Just Opened: El Almacen brings authentic yerba mate to Queen Street West

A slice of Argentina on Queen West (Photo by Catherine Hayday) 

Along the still-evolving stretch of West Queen West between Dovercourt and Ossington, Silvio and Estela Rodriguez have quietly opened El Almacen—“the general store”—a café specializing in the South American infusion yerba mate. Made from an evergreen holly of the same name, the drink has a distinctly earthy, barn-ish flavour. Natural food lovers are likely familiar with prepackaged options, but this is Torontonians’ first chance to have yerba in context: served in a cured gourd, drunk through a bombilla (a filter-tipped metal straw), and passed between friends over a lazy few hours of good conversation.

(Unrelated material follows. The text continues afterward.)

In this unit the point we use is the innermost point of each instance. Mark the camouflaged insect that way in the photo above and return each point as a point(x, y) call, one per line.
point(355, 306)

(Photo by Catherine Hayday) 

Silvio Rodriguez can have a gourd of mate ($3.75, plus $1.75 per additional person) properly prepared (with a soft froth and some dry leaves on top) in minutes, but he takes his time educating his clientele in yerba’s secret codes. Being served a sweetened mate from a suitor is a sign of interest; mate served with cinnamon means “I’ll wait for you”; and orange peel means “I’m thinking of you.” A short list of don’ts includes not pulling out the straw (which clogs it) and resisting the habit of stirring, which lets air in.

Wearing a leather apron and standing in front of his collection of mate vessels, Rodriguez is both enthusiast and proprietor, and keeps newcomers from being over-anxious about breached etiquette. “I’m not going to get rich off of mate,” he tells us. Silvio sells plain yerba, as well as mate that has been cut with other flavours. “Yerba is very friendly; you can mix it,” he says, indicating that the café’s current options include mint and lemon verbena. Espresso-based drinks are also available, brewed in a sleek silver Elektra machine.

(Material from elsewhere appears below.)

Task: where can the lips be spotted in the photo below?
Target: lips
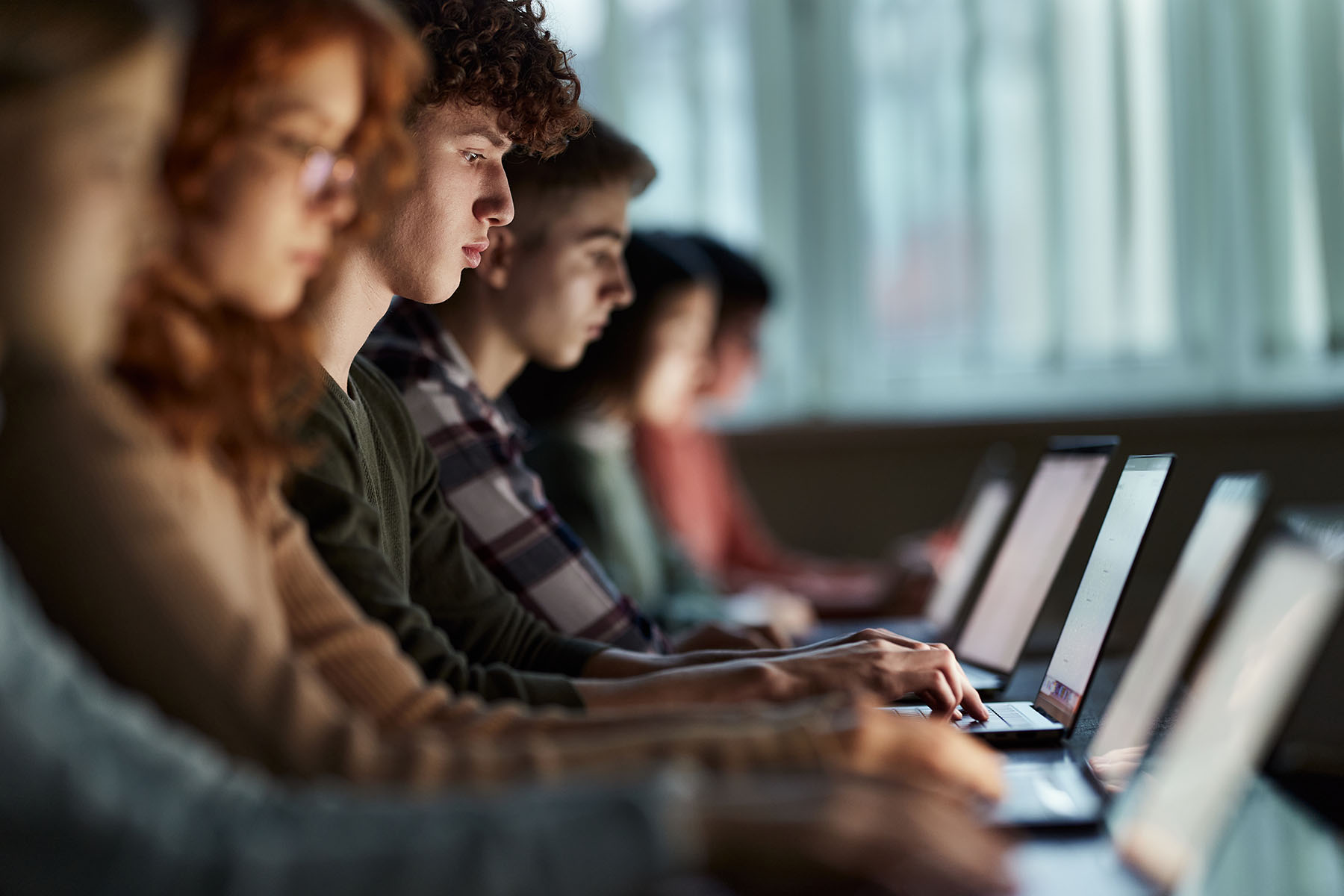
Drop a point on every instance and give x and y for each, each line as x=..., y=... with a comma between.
x=472, y=252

(Photo by Catherine Hayday) 

In keeping with the communal aspect of mate, Rodriguez’s whole family is connected to El Almacen. Silvio did the flooring and ceiling work himself; his father painted the name on the window; and his brother is responsible for the art on the walls. Estela, a former Bymark pastry chef, makes the empanadas ($2.25). Silvio’s family also cures the gourds used in the shop. Variations on the mate vessel are common in Argentina, ranging from gourds to bamboo to cows’ hooves, but Torontonians don’t have to decide whether they can stomach an afternoon sipping from a foot. Silvio is sticking to the tamer glasses and gourds—at least for now.

El Almacen, 1078 Queen St. W., 416-516-2898.